Biparental Resequencing Coupled With SNP Genotyping of a Segregating Population Offers Insights Into the Landscape of Recombination and Fixed Genomic Regions in Elite Soybean

Abstract

Abstract Identification of genes underlying agronomic traits is dependent on the segregation of quantitative trait loci (QTL). A popular hypothesis is that elite lines are becoming increasingly similar to each other, resulting in large genomic regions with fixed genes. Here, we resequenced two parental modern elite soybean lines [ZhongHuang13 (ZH) and ZhongPin03-5373 (ZP)] and discovered 794,876 SNPs with reference to the published Williams82 genome. SNPs were distributed unevenly across the chromosomes, with 87.1% of SNPs clustering in 4.9% of the soybean reference genome. Most of the regions with a high density of SNP polymorphisms were located in the chromosome arms. Moreover, seven large regions that were highly similar between parental lines were identified. A GoldenGate SNP genotyping array was designed using 384 SNPs and the 254 recombinant inbred lines (F8) derived from the cross of ZP × ZH were genotyped.
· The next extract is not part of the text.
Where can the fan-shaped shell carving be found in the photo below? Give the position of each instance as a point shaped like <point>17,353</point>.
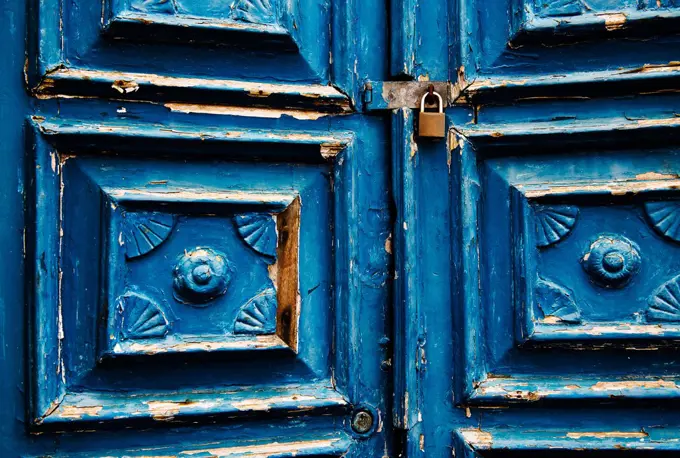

We constructed a genetic linkage map using a total of 485 molecular markers, including 313 SNPs from the array, 167 simple sequence repeats (SSRs), 4 expressed sequence tag–derived SSRs, and 1 insertion/deletion marker. The total length of the genetic map was 2594.34 cM, with an average marker spacing of 5.58 cM. Comparing physical and genetic distances, we found 20 hotspot and 14 coldspot regions of recombination. Our results suggest that the technology of resequencing of parental lines coupled with high-throughput SNP genotyping could efficiently bridge the genotyping gap and provide deep insights into the landscape of recombination and fixed genomic regions in biparental segregating populations of soybean with implications for fine mapping of QTL.